British Prime Minister Johnson canceled plans to skip quarantine after COVID-19 exposure
LONDON – British Prime Minister Boris Johnson and Finance Minister Rich Sunak will both self-isolate under state guidance, abandon severely criticized plans, and participate in a pilot plan that allows them to continue working.
A big turn took place the day after Health Minister Sajid Javid said he tested positive for COVID-19, while the government’s coronavirus response is under scrutiny.
Despite the surge in the number of infections, almost all remaining restrictions in England will be lifted on Monday because the ministers are confident in the advanced vaccine plan.
There are more than 50,000 new cases every day, and hundreds of thousands of Britons are required to self-isolate for 10 days. This has caused serious damage to employers and parents, causing trains to be cancelled and forcing some businesses to close their doors. The government announced at 0700 GMT that Johnson and Sunak had been in contact with COVID-19 patients and that they would participate in a pilot program that would allow them to continue working instead of self-isolating.
But less than three hours later, after a series of criticisms from voters, political opponents and business owners, the decision was overturned.
“We did briefly research our idea of ??participating in the pilot program… but I think it is more important for everyone to follow the same rules,” Johnson said in a video message from his country house, He will be quarantined there until July 26.
The Telegraph reported on Sunday evening Ministers urged Johnson to abandon the requirement of complete self-isolation for fully vaccinated people.
Opposition politicians have stated that Johnson and Sunak’s attempts to free themselves from certain rules are hypocritical.
Labour Party leader Kil Starmer said: “Boris Johnson and Rich Sunak have been criticized again because they believe that the rules we all follow do not apply to them.”
Sunak also admitted his strong opposition to their initial decision.
He said on Twitter: “I admit that even if the rules feel different for everyone, it is wrong.”
The government’s handling of the pandemic has been plagued by incidents that undermine public trust-the last time the then Minister of Health Matt Hancock was photographed kissing a consultant, which violated social distancing rules. He later resigned.
Housing Minister Robert Jenrick confirmed that the government will continue to implement the “Freedom Day” program on Monday, remove the requirement to wear masks, lift restrictions on social gatherings, and allow high-risk companies to reopen. Johnson used his video message to plead the public to take a cautious approach to the changes in the rules.
“Please, please, please, be careful,” he said.

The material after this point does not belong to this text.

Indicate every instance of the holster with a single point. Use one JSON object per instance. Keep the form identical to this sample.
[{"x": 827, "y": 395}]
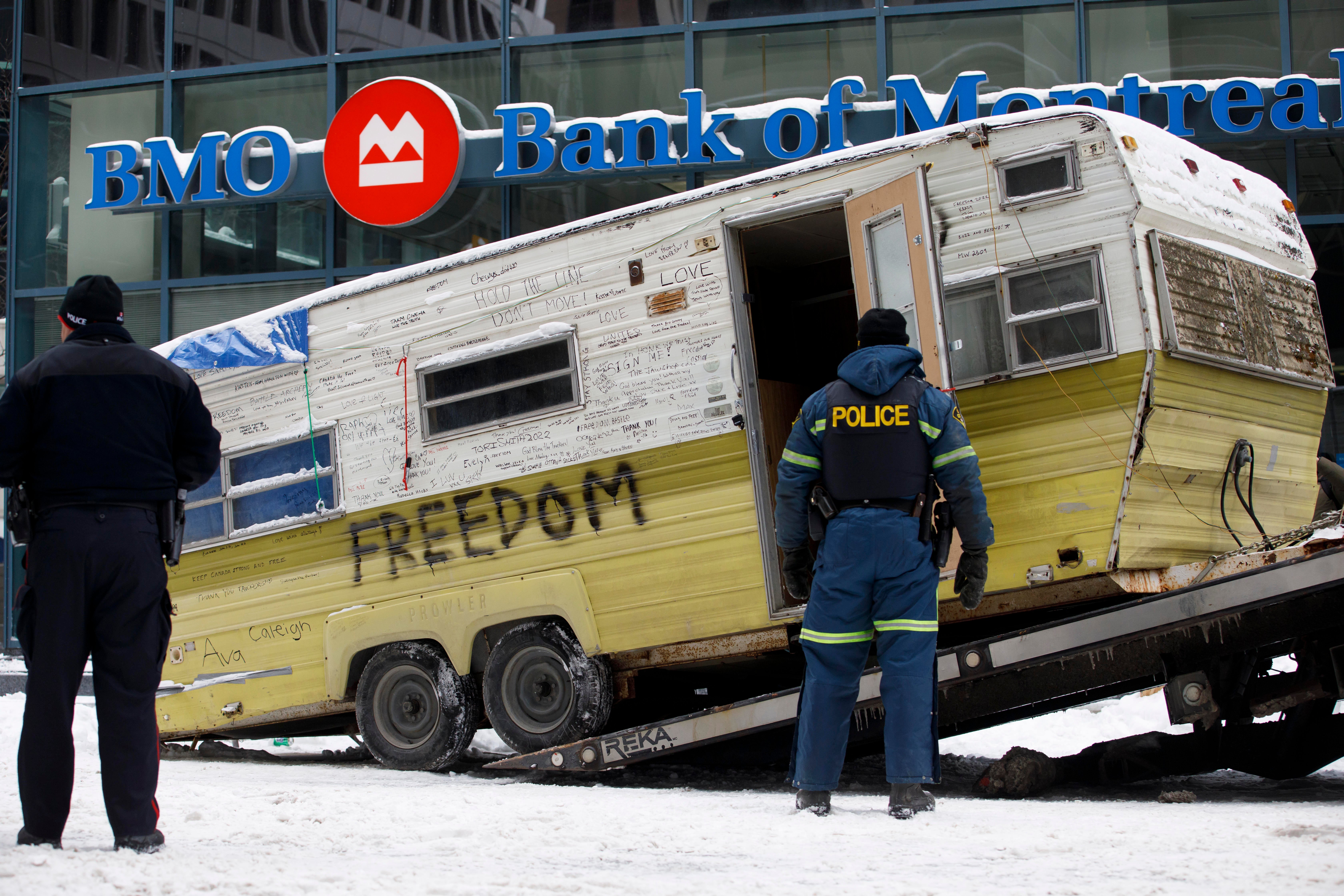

“Tomorrow enter the next step with all the right attitudes of caution and respect for others, because of the continued risk of this disease, and most importantly, please, please, please, when you are asked to accept the second jab… …Please come forward and do it.”
The ministers argued that the vaccination program has largely broken the link between cases and mortality, with 87.8% of adults receiving one dose of the vaccine and 67.8% of adults receiving two vaccinations.
Janrik told the BBC: “The last time we had a case like today, the number of people who died from the virus was 30 times as many as today.”